First, volume: the University of Washington's Polar Science Center uses a numerical model to estimate Arctic sea ice volume based on various observations and calculation of known physical processes. There is obviously a good deal of uncertainty in the volume estimates, but the results are a lot better than nothing. The chart below shows the monthly mean volume estimates for April and September since 1979 (blue and red lines) along with the difference, i.e. the estimated volume of melt from April to September.
We see that the estimated volume in September increased this year for the second consecutive year and reached a level similar to 2009. However, the volume remains very much below the volume of earlier decades, and the volume in April 2014 was comparable to the lowest values of recent years. The relatively small difference between April and September this year indicates that the amount of melting this summer was significantly smaller than in recent years; in fact the melt volume was less than the 1981-2010 average. It will be interesting to see if this translates into any recovery in April ice volume next spring.

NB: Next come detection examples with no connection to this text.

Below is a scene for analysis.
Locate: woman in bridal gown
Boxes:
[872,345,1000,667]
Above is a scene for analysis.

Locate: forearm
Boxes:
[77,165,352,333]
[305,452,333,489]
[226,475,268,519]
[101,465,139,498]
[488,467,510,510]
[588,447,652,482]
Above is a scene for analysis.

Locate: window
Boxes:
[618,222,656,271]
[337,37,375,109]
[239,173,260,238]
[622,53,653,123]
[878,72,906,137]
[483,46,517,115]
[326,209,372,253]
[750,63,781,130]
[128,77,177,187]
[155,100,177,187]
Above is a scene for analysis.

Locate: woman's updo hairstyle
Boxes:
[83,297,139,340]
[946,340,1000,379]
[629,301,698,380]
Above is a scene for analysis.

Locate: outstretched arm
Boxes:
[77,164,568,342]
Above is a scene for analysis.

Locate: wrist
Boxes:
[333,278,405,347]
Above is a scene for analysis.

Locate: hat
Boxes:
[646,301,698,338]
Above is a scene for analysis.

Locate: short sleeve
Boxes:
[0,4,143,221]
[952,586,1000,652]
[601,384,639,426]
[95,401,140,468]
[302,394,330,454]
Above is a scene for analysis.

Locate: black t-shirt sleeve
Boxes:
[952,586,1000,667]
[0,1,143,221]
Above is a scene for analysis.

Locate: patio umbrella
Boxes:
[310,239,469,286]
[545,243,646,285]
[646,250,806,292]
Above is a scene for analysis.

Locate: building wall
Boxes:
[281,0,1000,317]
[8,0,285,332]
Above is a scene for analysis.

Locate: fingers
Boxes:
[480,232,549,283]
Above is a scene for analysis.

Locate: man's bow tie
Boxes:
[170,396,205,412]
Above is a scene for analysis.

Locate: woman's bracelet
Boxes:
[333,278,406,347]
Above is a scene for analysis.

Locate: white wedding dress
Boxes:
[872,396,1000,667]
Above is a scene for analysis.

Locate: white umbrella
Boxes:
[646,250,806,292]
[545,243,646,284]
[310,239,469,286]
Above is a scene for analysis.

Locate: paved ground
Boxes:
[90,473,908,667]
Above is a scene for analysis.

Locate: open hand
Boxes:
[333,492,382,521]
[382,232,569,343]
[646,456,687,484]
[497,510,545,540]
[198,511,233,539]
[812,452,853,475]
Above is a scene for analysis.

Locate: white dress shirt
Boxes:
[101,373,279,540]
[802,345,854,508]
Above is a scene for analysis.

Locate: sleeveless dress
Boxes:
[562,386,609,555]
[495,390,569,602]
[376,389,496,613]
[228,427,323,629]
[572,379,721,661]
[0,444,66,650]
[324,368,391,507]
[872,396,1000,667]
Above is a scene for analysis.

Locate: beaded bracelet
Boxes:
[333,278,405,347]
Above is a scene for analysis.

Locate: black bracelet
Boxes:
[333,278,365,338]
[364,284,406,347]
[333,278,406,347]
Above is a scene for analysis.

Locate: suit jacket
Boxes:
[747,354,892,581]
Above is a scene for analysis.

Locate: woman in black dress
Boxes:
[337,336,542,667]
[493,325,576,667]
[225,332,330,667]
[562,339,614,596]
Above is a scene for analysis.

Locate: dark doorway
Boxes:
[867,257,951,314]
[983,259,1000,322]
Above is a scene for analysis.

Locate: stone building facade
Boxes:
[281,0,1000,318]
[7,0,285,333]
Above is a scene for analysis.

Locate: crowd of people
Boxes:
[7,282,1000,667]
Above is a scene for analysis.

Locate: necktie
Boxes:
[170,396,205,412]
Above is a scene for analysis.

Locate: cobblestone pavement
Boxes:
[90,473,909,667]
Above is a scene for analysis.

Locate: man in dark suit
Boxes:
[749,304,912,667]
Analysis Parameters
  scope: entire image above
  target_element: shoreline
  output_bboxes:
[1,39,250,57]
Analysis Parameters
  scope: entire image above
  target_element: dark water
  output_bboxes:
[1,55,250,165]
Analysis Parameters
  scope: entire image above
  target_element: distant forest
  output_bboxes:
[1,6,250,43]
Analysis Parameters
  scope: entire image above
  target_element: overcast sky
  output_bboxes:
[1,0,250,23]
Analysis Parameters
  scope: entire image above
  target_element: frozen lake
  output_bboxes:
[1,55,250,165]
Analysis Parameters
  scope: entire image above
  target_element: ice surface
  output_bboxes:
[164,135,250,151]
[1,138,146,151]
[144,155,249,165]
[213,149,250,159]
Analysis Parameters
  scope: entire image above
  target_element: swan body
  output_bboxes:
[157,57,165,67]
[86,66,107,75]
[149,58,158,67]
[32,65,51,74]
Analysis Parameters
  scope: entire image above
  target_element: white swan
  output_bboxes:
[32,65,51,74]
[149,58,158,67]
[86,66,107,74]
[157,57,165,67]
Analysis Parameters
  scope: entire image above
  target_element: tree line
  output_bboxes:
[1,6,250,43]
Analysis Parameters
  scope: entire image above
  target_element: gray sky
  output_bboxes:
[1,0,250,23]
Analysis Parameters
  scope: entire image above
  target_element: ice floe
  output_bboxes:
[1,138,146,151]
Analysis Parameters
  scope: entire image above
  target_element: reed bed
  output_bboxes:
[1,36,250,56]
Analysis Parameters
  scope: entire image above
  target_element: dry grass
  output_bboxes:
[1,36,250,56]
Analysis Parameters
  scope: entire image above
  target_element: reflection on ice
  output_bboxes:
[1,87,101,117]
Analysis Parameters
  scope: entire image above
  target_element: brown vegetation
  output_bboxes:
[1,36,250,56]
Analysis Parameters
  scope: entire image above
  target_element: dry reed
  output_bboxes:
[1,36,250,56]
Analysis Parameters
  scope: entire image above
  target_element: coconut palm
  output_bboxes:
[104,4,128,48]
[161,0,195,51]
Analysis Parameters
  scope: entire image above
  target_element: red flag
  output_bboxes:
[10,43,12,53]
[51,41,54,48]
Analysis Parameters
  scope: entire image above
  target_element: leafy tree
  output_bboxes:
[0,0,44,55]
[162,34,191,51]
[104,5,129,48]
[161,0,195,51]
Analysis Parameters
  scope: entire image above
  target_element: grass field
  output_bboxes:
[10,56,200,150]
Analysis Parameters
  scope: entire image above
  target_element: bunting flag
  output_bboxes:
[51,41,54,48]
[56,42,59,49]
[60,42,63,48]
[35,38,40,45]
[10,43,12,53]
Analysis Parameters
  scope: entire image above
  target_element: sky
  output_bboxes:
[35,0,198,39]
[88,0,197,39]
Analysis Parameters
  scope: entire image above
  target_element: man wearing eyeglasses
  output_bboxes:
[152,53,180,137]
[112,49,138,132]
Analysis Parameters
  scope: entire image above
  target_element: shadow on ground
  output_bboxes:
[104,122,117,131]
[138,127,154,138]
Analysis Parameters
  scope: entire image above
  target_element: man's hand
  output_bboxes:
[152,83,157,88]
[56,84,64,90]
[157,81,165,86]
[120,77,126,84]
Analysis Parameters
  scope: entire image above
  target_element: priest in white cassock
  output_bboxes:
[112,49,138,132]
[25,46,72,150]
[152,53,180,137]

The PIOMAS estimated ice thickness is shown in the following chart from U-Washington. It's interesting to note that the estimated thickness this summer was considerably higher than in the past four years, which are closely clustered together at the bottom of the chart. If the model is correct, this suggests that ice thickness remained very low during the 2013 recovery in ice extent; and but this year has seen a recovery in ice thickness, although total extent remained similar to 2013.
Finally, the estimated sea ice age compared to last year, courtesy of NSIDC:
The extent of 3+ year-old ice appears to be similar to last year, but there was more second-year ice this year in September. This indicates that a significant fraction of last year's first-year ice (formed in the winter of 2012-2013) survived through its second summer, and this appears to be perfectly consistent with the volume and thickness changes shown above.